Accountability: Though at least three-fourths of states met 90 percent of their performance targets in 2011-12 for secondary and postsecondary CTE, researchers said the flexibility in the Perkins accountability system makes it difficult to draw valid cross-state comparisons. They also raised questions about the validity of some student outcome data.
CTE programs and participation: The NACTE found that nearly all public high school students attended a high school that offered CTE instruction and 85 percent of graduates had completed one or more CTE courses. While the number of high school students taking three or more CTE credits in the same field was much smaller (19 percent), the most common subject areas were business, communications and design and computer and information sciences. At the postsecondary level, more than 8 million students sought a CTE degree or certificate in 2011-12. The most popular fields were health sciences and business.

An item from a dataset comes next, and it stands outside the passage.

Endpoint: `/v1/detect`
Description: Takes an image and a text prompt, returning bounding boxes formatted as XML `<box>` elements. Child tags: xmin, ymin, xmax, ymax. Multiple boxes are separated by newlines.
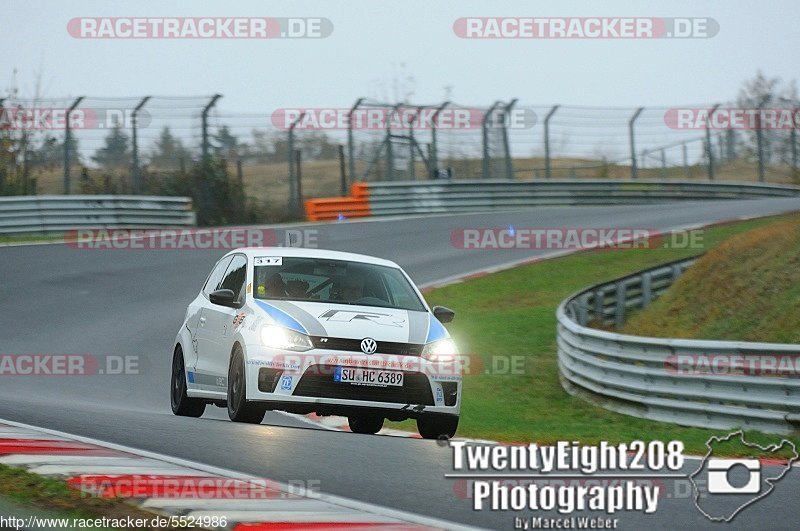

In addition to mandating the NACTE report, Perkins IV also required an independent advisory panel be formed. The panel prepared its own report with findings and recommendations to Congress. The panel recommended:
- Integrate CTE with broader education reform;
- Develop greater coherence between secondary and postsecondary CTE; and
- Gather robust, actionable information about the implementation and outcomes of CTE.
Calling CTE a part of America’s long-term solution to economic recovery and sustained prominence, the panel said CTE must continue to reposition itself as a pathway into postsecondary programs that links degrees and credentials to occupations.